In everyday life, individuals might make votive offerings to a deity for private concerns. Vota privata are attested in abundance by inscriptions, particularly for the later Imperial era. These are regularly marked with the letters V.S.L.M., votum solvit libens merito, noting that the person making the dedication "has fulfilled the vow willingly, as deserved." William Warde Fowler found in these offerings "expressions of … religious feeling" and a gratitude for blessings received that go deeper than contractual formalism.

==Military vota==
During the Republican era, the votum was a regular part of ceremonies conducted at the Capitoline by a general holding imperium before deploying. The triumph with its dedication of spoils and animal sacrifices at the Capitol was in part a fulfillment of such a vow. A general who faced an uncertain outcome in battle might make a votum in the field promising to build a temple out of gratitude for divine aid in a victory. In 311 BC, Junius Bubulcus became the first plebeian general to vow and oversee the building of a temple; he honored the goddess Salus, "Salvation". A vow would also be made in connection with the ritual of evocatio, negotiations with the enemy's tutelary deity to offer superior cult. An extreme form of votum was the devotio, the ritual by which a general sacrificed himself in battle and asked the chthonic deities to take the enemy as offerings along with him.

==Public vota==

In the Republic, public vota (vota publica) or vota pro salute rei publicae ("vows for the well-being of the republic") were offered on the day the consuls took office, eventually fixed on 1 January (Kal. Ian.). These were joined by vota for Caesar (vota pro Caesare or pro salute Caesaris) in 44 BC.

Under the Empire, the Senate decreed vota on behalf of Octavian (later Augustus) as princeps in 30 BC. These vows for the well-being of the emperor (vota pro salute imperatoris, principis, or Augusti) were moved to 3 January—the usual date of the Compitalia—under Caligula in AD 38. Vota for the state continued to be held on January 1st, while the vows for the emperor came to include his family as well.

During these public vows, offerings were made to Jupiter, Juno, Salus, and sometimes other deities. In Rome, these ceremonies were conducted by the consuls and pontiffs, and in the provinces probably by governors and local priests and officials. For the vota for the emperor and his family, the people of the capital were assembled to offer collective vows; it was refusal to take part in these events and similar rituals that sometimes led to persecution of Christians.

Subsequently, the anniversary day of each emperor's acclamation (dies imperii) were celebrated with similar rituals; larger rituals marked the 5 year (quinquennalia) and 10 year anniversaries (decennalia).
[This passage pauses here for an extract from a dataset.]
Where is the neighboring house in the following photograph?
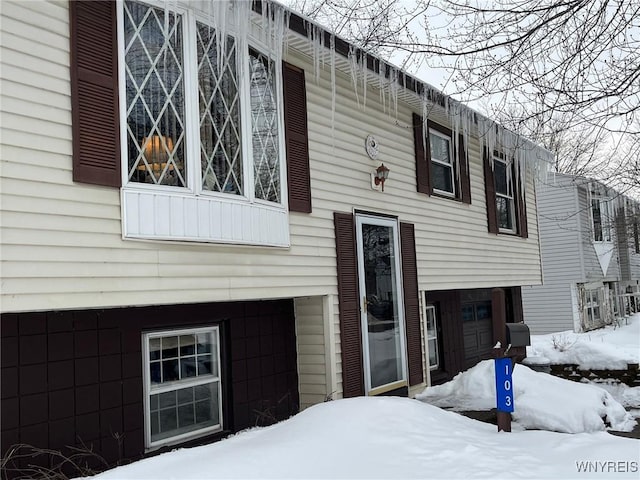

Incomplete records have led scholars to debate whether particular quinquennalia and decennalia were celebrated at the beginning of the year, on the dies imperii, or at some other time for specific reasons in each case.

Vota publica continued in Rome even after Christianity had become the official religion of the Empire, possibly as late as the 6th century. Because the vows were as much affirmations of political loyalty as religious expressions, they were difficult to abolish without undermining the sacral aura of the emperor's authority.

In the Eastern Roman Empire, this festival was known as the Vóta (Βότα). The emperors Arcadius and Honorius banned the sacrifices associated with the festival. In 692 the Quinisext Council forbade Christians from celebrating, but it remained on the court calendar at least until the reign of Constantine VII Porphyrogenitus (r, 905–959).